- Developer: Corbis
- Platform: PC
- Release: 1996

= FDR (video game) =

1996 video game

FDR is a 1996 interactive CD-ROM game developed by Corbis. The title allows players to explore the life and times of Franklin D. Roosevelt through imagery, documents, video, a timeline, and other multimedia.

== Development ==
FDR was scheduled for release in late 1996. The game's distribution strategy involved being pushed to museum stores and other specialty outlets. The game is one of six created by Corbis including Leonardo da Vinci and A Passion for Art: Renoir, Cezanne, Matisse, and Dr. Barnes.

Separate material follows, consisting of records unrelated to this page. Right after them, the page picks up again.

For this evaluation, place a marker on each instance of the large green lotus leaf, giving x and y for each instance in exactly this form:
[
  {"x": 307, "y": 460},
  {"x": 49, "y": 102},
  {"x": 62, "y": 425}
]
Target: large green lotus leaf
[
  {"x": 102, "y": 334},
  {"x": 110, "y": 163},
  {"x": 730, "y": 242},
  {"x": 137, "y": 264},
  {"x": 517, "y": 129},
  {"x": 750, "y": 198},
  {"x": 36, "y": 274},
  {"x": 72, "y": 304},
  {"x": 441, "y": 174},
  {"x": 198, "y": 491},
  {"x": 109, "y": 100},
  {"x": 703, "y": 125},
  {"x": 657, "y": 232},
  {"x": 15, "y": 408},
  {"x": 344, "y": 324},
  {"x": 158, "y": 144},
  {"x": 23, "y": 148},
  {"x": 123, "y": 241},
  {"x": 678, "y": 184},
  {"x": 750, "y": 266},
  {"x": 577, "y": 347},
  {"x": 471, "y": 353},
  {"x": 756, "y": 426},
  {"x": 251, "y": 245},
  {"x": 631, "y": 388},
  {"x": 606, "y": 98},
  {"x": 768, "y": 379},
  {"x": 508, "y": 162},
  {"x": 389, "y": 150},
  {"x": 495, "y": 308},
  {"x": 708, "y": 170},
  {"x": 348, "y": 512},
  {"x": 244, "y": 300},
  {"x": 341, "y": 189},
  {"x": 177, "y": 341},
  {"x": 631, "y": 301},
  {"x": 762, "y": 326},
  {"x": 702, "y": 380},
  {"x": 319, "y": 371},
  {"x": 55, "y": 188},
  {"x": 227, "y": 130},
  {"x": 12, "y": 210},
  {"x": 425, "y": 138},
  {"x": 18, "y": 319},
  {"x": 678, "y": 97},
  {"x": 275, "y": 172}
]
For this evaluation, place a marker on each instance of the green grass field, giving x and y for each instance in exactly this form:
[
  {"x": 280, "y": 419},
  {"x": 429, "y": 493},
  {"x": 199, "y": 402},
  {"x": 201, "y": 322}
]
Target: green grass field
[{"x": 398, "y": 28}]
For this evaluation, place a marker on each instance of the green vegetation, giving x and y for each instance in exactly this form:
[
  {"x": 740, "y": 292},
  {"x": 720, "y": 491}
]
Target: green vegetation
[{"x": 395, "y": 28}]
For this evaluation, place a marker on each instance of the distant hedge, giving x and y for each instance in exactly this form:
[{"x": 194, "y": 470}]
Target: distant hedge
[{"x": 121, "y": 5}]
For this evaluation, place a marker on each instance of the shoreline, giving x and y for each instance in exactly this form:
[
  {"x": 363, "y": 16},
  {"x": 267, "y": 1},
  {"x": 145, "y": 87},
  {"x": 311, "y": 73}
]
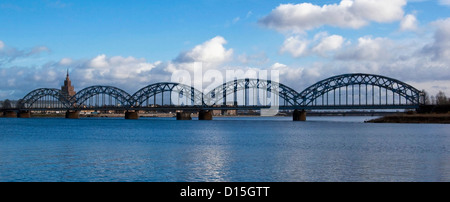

A companion website at http://www.corbis.com/fdr/ was also released. The developers publicised the game in an interview in Time magazine. The company paid their photographers a minimum royalty of $45 per image.

== Content ==
The game is divided into 11 chapters: Nothing to Fear; The First Ten Days; Legacies of the New Deal; The Changing Face of America; A President in Isolation; The Inner Circle; Seasons of Dilemma; Pearl Harbor; Hour by Hour; A Nation at War; and To Yalta and Back.

== Critical reception ==
ComputerLife praised the game's interface, sense of humor, and renderings. The Wall Street Journal praised the title for being "visually arresting". The San Francisco Chronicle deemed it "ambitious and gorgeously executed".